Torre was a guest on The Rights To Ricky Sanchez: The Sixers Podcast with Spike Eskin and Michael Levin (around the 22 minute mark) and he said that he is at Meadowlark to follow his curiosities and he thinks back to the story he wrote for ESPN The Magazine in 2015 about the 76ers and trust the process serves as a guide to him.

I have things I am obsessed with that I want to explain to people, and I believe there are stories in sports and in the national cultural conversation that either could use a little more smarts or a little more humor and I want to figure out how I can be the place where you find smart and funny when it comes to storytelling in sports in a narratively informed way. I’m being very vague about it, but the magazine sensibility of that process story is something that serves as a North Star in my brain.
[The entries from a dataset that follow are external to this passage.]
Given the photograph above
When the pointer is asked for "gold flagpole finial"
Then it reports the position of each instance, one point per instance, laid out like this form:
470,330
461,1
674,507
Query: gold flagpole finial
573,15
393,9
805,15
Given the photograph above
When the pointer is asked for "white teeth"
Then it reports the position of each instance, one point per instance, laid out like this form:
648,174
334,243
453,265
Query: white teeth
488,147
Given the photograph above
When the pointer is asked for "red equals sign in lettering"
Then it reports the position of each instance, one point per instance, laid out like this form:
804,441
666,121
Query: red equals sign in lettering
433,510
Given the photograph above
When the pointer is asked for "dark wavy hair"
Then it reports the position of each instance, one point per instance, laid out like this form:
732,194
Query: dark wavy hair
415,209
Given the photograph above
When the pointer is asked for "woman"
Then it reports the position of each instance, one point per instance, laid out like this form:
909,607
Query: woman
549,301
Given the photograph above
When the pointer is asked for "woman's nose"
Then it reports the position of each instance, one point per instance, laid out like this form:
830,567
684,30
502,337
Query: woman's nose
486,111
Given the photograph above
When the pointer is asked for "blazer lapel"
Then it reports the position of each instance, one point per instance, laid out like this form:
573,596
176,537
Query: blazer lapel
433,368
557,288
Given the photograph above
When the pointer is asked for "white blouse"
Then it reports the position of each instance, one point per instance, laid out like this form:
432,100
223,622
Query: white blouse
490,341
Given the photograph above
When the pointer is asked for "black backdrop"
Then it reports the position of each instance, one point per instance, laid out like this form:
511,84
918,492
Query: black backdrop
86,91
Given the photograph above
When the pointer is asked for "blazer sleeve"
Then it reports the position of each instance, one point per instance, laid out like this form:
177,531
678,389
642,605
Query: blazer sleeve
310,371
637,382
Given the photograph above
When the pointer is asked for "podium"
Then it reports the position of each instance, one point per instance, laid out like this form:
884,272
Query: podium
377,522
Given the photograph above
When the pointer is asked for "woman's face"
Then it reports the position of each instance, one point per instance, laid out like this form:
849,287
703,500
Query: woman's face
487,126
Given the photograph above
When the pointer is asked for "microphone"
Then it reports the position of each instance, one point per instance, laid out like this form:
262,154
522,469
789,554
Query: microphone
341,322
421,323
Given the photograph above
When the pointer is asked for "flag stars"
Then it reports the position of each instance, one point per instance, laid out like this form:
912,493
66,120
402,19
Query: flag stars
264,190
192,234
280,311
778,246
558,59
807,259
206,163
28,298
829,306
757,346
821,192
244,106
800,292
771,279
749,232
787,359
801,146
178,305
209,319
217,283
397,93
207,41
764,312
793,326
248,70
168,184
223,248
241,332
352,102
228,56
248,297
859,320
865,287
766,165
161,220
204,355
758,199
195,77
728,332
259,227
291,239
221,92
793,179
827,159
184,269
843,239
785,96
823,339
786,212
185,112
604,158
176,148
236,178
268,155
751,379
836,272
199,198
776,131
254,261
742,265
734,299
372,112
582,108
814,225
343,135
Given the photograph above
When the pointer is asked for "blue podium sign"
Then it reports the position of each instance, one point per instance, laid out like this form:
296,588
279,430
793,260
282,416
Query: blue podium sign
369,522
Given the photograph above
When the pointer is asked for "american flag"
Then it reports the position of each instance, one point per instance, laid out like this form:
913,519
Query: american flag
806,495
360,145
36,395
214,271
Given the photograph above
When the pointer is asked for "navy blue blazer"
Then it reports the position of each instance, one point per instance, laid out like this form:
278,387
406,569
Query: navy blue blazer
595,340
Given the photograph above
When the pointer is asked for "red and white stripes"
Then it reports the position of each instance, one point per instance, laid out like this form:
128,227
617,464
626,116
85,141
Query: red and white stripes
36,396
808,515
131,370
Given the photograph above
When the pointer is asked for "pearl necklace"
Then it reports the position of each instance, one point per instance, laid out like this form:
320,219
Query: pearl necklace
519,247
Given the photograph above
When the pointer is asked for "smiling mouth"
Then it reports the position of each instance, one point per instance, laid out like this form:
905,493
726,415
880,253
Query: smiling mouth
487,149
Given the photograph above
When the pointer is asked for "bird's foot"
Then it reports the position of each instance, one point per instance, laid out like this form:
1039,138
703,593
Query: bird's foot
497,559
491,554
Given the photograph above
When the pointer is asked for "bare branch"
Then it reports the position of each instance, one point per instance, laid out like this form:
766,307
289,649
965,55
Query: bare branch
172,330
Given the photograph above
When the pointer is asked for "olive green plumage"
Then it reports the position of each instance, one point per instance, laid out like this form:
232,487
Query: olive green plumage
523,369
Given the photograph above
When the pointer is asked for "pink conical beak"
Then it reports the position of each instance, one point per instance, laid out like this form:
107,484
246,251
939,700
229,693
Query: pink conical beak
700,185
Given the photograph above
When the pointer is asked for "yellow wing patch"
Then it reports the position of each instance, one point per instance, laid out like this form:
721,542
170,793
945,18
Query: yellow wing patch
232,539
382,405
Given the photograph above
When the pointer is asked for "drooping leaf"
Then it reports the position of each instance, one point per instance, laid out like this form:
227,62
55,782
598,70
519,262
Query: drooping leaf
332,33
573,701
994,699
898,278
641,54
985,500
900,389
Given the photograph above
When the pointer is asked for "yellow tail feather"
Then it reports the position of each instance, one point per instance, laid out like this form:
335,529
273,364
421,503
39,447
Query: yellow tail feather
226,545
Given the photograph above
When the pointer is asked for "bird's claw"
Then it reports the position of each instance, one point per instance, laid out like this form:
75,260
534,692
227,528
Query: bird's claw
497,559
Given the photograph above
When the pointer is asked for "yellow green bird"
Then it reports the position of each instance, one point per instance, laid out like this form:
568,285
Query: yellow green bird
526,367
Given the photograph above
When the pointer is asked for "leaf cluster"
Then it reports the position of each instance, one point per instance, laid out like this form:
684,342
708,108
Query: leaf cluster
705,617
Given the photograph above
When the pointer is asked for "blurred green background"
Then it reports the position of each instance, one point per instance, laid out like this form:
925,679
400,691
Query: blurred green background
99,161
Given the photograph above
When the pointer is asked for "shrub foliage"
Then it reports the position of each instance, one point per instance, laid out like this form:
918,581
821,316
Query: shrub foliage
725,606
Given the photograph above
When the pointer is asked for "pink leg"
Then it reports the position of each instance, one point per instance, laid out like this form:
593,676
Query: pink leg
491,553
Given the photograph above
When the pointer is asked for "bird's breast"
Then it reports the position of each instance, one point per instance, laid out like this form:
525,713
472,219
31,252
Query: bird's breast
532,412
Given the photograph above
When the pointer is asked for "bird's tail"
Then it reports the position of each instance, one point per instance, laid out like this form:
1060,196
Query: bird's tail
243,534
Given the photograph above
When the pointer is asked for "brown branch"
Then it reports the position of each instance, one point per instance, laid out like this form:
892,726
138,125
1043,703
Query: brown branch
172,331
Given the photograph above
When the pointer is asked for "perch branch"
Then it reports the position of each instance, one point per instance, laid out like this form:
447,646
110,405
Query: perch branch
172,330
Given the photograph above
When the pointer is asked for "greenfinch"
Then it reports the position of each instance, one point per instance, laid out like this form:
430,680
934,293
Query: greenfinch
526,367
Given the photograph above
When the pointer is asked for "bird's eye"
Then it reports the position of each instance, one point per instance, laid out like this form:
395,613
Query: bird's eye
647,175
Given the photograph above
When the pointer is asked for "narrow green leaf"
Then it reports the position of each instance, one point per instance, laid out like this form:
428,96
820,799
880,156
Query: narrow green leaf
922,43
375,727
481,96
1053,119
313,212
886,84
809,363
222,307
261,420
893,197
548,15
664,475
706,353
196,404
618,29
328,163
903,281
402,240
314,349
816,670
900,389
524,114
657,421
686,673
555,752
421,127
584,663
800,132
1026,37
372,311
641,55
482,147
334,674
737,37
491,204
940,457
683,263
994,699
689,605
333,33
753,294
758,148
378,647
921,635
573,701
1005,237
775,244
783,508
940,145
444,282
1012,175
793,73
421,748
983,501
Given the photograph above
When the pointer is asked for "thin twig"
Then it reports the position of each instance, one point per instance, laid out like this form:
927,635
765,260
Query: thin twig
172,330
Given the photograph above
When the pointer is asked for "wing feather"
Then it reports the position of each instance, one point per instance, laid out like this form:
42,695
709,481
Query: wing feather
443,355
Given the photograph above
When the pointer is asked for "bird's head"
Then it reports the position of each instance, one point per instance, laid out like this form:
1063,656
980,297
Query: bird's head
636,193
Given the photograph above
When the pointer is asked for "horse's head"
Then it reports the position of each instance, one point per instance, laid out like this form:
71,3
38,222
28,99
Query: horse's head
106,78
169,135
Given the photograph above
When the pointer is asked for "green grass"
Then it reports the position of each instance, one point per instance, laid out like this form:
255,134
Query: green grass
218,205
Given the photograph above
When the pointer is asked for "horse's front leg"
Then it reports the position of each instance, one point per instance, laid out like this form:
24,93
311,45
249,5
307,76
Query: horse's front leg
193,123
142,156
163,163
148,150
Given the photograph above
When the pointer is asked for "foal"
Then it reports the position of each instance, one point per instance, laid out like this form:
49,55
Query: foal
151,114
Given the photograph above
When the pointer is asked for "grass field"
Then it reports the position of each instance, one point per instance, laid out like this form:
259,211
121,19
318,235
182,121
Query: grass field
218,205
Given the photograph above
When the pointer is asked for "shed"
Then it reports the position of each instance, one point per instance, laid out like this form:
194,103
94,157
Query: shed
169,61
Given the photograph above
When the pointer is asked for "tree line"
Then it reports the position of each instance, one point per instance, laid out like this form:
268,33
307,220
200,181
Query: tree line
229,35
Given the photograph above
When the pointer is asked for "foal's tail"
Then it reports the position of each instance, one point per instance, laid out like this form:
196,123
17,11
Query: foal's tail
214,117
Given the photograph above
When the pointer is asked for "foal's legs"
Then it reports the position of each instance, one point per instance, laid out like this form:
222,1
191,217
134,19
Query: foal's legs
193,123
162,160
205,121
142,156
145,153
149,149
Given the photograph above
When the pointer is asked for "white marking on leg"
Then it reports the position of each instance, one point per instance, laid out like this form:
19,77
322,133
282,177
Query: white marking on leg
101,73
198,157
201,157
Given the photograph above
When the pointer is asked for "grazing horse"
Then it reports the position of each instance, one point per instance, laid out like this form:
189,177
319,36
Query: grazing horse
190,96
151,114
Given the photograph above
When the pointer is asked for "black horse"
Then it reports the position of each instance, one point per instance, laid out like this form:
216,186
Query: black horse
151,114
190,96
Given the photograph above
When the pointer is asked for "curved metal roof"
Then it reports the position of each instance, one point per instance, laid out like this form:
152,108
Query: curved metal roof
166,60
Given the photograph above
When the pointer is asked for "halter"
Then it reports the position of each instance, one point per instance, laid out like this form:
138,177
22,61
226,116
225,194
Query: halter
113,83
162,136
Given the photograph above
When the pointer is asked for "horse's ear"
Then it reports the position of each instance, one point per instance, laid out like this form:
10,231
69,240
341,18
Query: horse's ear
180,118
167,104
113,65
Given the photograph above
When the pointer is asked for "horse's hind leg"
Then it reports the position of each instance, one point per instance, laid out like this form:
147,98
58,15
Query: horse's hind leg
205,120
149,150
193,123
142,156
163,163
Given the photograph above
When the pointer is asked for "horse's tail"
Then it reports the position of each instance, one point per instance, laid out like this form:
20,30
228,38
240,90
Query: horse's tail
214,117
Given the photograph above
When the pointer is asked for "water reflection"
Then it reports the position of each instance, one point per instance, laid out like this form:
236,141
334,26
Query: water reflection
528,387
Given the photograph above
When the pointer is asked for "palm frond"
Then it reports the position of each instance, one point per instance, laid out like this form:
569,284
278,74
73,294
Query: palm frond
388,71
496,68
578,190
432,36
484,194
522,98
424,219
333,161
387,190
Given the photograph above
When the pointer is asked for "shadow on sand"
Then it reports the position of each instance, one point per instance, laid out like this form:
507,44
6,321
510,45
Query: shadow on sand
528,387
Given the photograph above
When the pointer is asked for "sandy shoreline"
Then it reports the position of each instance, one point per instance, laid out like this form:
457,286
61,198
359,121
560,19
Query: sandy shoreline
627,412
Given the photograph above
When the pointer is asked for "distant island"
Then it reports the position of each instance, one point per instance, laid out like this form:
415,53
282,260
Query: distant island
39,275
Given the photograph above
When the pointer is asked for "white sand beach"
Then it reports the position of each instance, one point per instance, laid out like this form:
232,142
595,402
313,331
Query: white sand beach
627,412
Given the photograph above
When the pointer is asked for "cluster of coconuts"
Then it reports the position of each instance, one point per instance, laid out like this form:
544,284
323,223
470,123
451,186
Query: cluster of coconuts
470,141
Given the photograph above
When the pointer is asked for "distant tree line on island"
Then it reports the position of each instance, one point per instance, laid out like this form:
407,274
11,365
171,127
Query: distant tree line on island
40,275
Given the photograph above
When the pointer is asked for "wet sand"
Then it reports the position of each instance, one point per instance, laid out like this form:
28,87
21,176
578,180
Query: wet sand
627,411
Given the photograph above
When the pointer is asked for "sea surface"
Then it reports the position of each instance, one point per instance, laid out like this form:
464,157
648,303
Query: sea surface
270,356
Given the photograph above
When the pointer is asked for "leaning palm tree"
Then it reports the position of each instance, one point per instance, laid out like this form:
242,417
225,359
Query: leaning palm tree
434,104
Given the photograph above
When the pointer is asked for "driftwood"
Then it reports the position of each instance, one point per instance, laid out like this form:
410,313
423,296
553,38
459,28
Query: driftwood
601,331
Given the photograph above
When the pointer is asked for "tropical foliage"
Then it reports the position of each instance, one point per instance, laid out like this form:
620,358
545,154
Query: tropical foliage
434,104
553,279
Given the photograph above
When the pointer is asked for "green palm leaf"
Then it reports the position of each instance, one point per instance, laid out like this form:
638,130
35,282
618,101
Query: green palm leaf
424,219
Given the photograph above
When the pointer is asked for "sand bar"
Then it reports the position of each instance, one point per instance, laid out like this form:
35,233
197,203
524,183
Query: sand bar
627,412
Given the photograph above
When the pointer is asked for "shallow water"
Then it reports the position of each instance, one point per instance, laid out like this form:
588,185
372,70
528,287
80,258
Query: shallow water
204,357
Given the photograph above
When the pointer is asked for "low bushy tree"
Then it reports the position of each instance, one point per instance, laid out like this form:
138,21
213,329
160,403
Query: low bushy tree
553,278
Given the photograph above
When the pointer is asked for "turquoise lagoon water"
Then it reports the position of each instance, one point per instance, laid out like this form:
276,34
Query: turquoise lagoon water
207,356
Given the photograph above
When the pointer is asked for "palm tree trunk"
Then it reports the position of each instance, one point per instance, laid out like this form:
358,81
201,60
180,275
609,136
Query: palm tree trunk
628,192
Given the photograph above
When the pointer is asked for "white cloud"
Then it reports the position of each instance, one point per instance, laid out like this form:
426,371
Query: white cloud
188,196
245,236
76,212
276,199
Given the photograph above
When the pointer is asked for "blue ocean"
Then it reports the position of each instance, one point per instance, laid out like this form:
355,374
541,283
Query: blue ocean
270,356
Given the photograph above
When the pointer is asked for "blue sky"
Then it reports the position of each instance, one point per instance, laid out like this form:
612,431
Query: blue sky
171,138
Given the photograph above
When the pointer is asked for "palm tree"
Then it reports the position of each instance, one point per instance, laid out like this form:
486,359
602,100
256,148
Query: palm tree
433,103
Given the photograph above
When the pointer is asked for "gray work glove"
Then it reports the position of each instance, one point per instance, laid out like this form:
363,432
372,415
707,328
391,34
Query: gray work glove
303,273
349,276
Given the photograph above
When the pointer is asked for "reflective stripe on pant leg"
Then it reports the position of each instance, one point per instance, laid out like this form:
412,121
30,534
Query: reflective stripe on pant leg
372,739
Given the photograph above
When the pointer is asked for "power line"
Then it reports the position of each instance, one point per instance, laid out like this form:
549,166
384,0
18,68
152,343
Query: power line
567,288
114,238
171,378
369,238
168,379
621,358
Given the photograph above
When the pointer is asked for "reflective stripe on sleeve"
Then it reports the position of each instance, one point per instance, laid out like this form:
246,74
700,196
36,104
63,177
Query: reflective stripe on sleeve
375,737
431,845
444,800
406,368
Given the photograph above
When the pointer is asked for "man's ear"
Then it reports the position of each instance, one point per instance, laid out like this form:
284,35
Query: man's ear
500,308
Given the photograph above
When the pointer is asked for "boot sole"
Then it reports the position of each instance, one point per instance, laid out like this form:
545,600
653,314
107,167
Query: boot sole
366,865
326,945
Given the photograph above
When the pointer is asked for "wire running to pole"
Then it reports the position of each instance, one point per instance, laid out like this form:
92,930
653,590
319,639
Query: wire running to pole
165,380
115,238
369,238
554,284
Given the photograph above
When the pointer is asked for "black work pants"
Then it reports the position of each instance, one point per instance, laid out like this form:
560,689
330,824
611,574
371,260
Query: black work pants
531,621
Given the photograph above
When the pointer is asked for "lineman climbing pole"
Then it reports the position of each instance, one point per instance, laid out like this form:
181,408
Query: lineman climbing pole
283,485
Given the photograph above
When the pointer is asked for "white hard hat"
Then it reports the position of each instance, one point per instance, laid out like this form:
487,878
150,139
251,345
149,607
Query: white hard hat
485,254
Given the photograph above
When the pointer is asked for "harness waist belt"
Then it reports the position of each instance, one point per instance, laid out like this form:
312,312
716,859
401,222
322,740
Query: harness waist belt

“How do I tell a story that people from afar are maybe somewhat familiar with, but can get under the hood of to articulate and reveal and report some things that serve as something close to a definitive treatment to it?”

One thing that Torre thinks is a big opportunity in the media landscape is that there is an open lane to tell sports stories in the audio format. 

“There’s a lot of narrative series, some of which are excellent, but in terms of an always-on show where someone’s job is to follow a curiosity down the rabbit hole and/or tell a story/interviewing a person as a way of explaining something larger. I want to bring a viewpoint that because sports is so much about living or dying with these games as we have been, I want to take the position of also being able to zoom way in and way out and engage with the news cycle, but not be beholden to it.”

Torre isn’t going to be able to cover everything in sports, but he said that he wants to take a complicated story and make it simpler for the listeners.

“My goal is not that I’m going to cover everything, but I’m going to give you stories of a different genre, stories that explain and go deeper. I want to make this fun, but also premised on contextualizing complicated stories in a simpler way.”